The majority, if not all, of the characters in this book are annoying. But Ignatius is the one who would irritate the Dalai Lama. He's delusional, an incredibly self-involved liar who will do anything to get out of work. It's also quite possible that he's gay, with the hateful mockery of anything sexual, his very very strange masturbation .... uh, techniques, and his plan to have a political party made up of only homosexuals.

Dunces does have a great background in New Orleans and Toole's ability to capture the dialects are really a thing of beauty. Apparently there is a statue of Reilly on Canal Street. I'm sad to say I missed that when I was there but will go look for it when I go back.

Wednesday, June 23, 2010

The Universe in a Nutshell by Stephen Hawking

Hawking is a genius. And a frequent Simpsons character. I am not a stupid person. And have never been a Simpsons character. Even though this book is supposed to explain physics to a general audience (ie. dumb it down), I do believe most of this went way over my head.

Don't get me wrong, it's a really excellent book for science geeks, minor or major. It even won a science book award in 2002. And Hawking does dumb stuff down the best that he can. The entire book didn't flummox me, just most of it.

Hawking went over everything from Einstein's Theory of Relativity to string theory to chaos theory to black holes to worm holes to time travel and star trek (he does have a sense of humor!). I really enjoyed his explanation of black holes and worm holes. He spoke about those in simpler terms that were pretty easy to understand. Time travel was confusing and mostly concluded to be impossible at a macro level but not impossible at a micro level.

With the star trek portion, we ventured into aliens and other forms of intelligent life. His take on that is pretty interesting. Along with this, I've been watching his show Into the Universe and he delves more on aliens there. And somehow makes it more interesting.

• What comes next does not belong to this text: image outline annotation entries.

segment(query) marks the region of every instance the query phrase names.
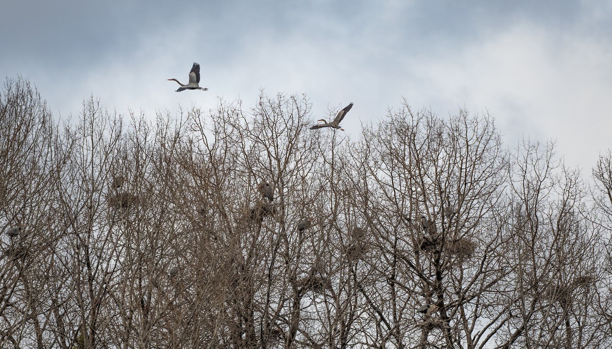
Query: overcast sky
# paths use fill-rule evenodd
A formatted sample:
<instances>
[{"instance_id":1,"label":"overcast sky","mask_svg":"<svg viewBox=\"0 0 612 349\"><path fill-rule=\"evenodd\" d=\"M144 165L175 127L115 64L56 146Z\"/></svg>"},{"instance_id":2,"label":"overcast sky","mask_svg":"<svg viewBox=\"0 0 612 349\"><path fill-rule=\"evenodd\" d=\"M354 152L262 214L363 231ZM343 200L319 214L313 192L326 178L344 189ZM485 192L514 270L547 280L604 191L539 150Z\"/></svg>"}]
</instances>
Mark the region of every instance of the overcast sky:
<instances>
[{"instance_id":1,"label":"overcast sky","mask_svg":"<svg viewBox=\"0 0 612 349\"><path fill-rule=\"evenodd\" d=\"M306 94L313 122L384 117L403 98L442 117L488 111L516 146L556 140L589 175L612 148L612 1L0 0L0 76L34 83L54 114L89 96L151 117L261 89ZM193 62L207 92L174 92Z\"/></svg>"}]
</instances>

I think any form of science geek will enjoy this, even when it flies over their head.

Sunday, June 20, 2010

Surviving The Dragon by Arjia Rinpoche

Firstly, this copy of the book is signed by Arjia Rinpoche ... in Tibetan, no less.

I've read the book from the Dalai Lama's perspective on the takeover of Tibet by China. Or the liberation of Tibet if you swing that way. Surviving the Dragon is Arjia Rinpoche's account of the same takeover from inside Tibet. He didn't manage to escape Chinese rule until the 90s, having survived 40 years under Chinese rule. China came into Tibet to "free" them in 1949. Arjia Rinpoche was 8 in 1958 when the Chinese came into his monastery and basically tore everyone's life apart under the guise of freeing them from feudal serfdom.

Arjia Rinpoche is the 8th incarnation and was found in his family's little nomadic hut and taken to Kumdum monastery to serve out his duties. This book starts there and takes us through all of the horrors of communist China and the humiliations and torture faced by many monks at that time. Arjia Rinpoche was lucky and rose higher in the political world, but many of his fellow monks, teachers and friends weren't so lucky.

Arjia Rinpoche now heads the Tibetan Mongolian Buddhist Cultural Center in Bloomington, Indiana and through his book, tells a fantastic story of surviving what couldn't even be imagined here in America.

Sunday, June 13, 2010

Storm Prey by John Sandford

I am stupidly dedicated to the Prey series and I will probably always love me some Lucas Davenport. And Virgil Flowers. But I've been wondering: what happened?? Why is the Prey series now a run of the mill mystery?

Lucas is incredibly intelligent, shrewd and will kill you if he needs to. He used to go up against some intelligent, shrewd killers in previous books but the last few have been disappointing. He's having to go against some of the dumbest damn people ever. There's no mystery or challenge anymore.

The hospital that Weather works at is robbed with the pharmacy wiped clean. Someone dies in the process and everyone is up in arms. The Mack brothers and an inside doc are the criminals and they are all as dumb as bricks. And drug addicts to boot. Fabulous.

For a regular ol' mystery, this is good. For a Davenport book (with that Fuckin' Flowers even!!!) it's just not that good. Lucas needs better villians to go up against. No more stupid rednecks.